Integrated Corridor Management Analysis, Modeling, and Simulation

With ICM, the various partner agencies manage the transportation corridor as a system
rather than the traditional approach of managing individual assets.
With ICM, the various partner agencies manage the transportation corridor as a system rather than the traditional approach of managing individual assets.

The U.S. Department of Transportation (USDOT) launched the 5-year, multimodal Integrated Corridor Management (ICM) initiative in 2005 to help mitigate bottlenecks, manage congestion, and empower travelers to make more informed travel choices through actionable information. In 2006, the USDOT selected 8 Pioneer Sites to partner with and define their concepts of operations and requirements for the ICM initiative. The Pioneer Sites include Oakland and San Diego, CA; Dallas, Houston and San Antonio, TX; Montgomery County, MD; Seattle, WA; and Minneapolis, MN.

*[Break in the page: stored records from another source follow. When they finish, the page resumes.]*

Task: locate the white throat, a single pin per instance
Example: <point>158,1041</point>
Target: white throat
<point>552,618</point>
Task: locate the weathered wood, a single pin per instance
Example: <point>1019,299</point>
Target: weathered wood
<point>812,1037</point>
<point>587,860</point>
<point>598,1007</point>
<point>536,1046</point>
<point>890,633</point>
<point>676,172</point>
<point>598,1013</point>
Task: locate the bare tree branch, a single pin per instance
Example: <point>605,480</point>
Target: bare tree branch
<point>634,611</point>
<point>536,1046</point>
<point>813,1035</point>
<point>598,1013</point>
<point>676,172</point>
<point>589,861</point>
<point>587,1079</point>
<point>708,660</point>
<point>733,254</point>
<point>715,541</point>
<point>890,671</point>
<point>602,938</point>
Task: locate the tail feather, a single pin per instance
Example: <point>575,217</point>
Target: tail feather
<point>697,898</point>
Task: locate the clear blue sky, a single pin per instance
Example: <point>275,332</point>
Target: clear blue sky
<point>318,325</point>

Transportation corridor operators and managers can employ an array of ICM strategies to improve the movement of people and goods. With so many choices, agencies are interested in analyzing the potential benefits of the various approaches to help them decide on specific ICM strategies to implement. The USDOT developed the ICM analysis, modeling, and simulation (AMS) methodology, which combines elements of existing models to support comprehensive assessment of ICM strategies not available today through any single tool. The AMS approach enables corridor managers to:

  • Select and apply the most effective ICM strategies,
  • Invest with confidence, and
  • Continually improve implementation of ICM strategies.

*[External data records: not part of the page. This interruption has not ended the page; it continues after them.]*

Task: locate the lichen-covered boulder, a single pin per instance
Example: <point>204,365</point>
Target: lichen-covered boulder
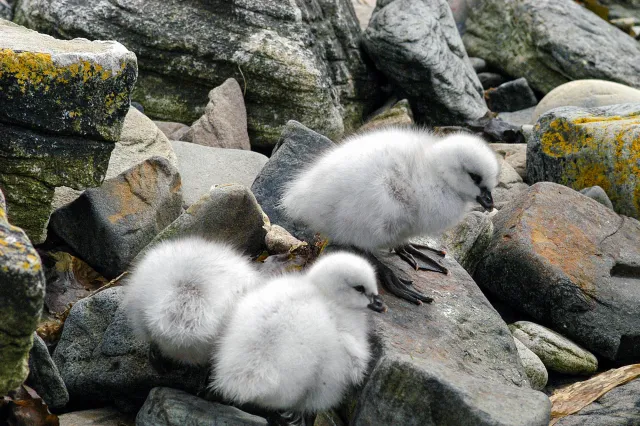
<point>583,147</point>
<point>416,44</point>
<point>569,262</point>
<point>550,42</point>
<point>22,286</point>
<point>62,107</point>
<point>296,59</point>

In order to validate the AMS approach, Interstate 880 (I-880) in the San Francisco Bay Area was selected to serve as a test corridor. Using historical data, analysts examined the potential implications of specific sample ICM strategies under a variety of conditions along the corridor. Preliminary results from AMS of the test corridor suggest:

  • ICM will help reduce congestion and improve productivity of the nation's transportation corridors.
  • Benefits of ICM strategies appear to be greatest under conditions of traffic congestion due to heavy demand and/or incidents.
  • Dynamically applying ICM strategies in combination across a corridor reduced congestion and improved the overall productivity of the transportation system.
The USDOT has selected Pioneer Sites to apply analysis, modeling, and simulation (AMS) methodology on those sites' proposed integrated corridor management systems. Highway, arterial, and transit data are being analyzed to support AMS efforts.
The USDOT has selected Pioneer Sites to apply analysis, modeling, and simulation (AMS) methodology on those sites' proposed integrated corridor management systems. Highway, arterial, and transit data are being analyzed to support AMS efforts.

In late 2008, the USDOT selected three of the eight ICM Pioneer Sites to conduct AMS on their proposed integrated corridor management systems. The selected sites-Dallas, Texas; Minneapolis, Minnesota; and San Diego, California-have the data, modeling and simulation tools and well-described ICMS needed to support analysis and are in the process of developing experimental plans. They are currently developing AMS experimental plans and evaluating the highway, arterial and transit data available to support AMS and ICM decision support systems. The analysis should be completed by the summer of 2009.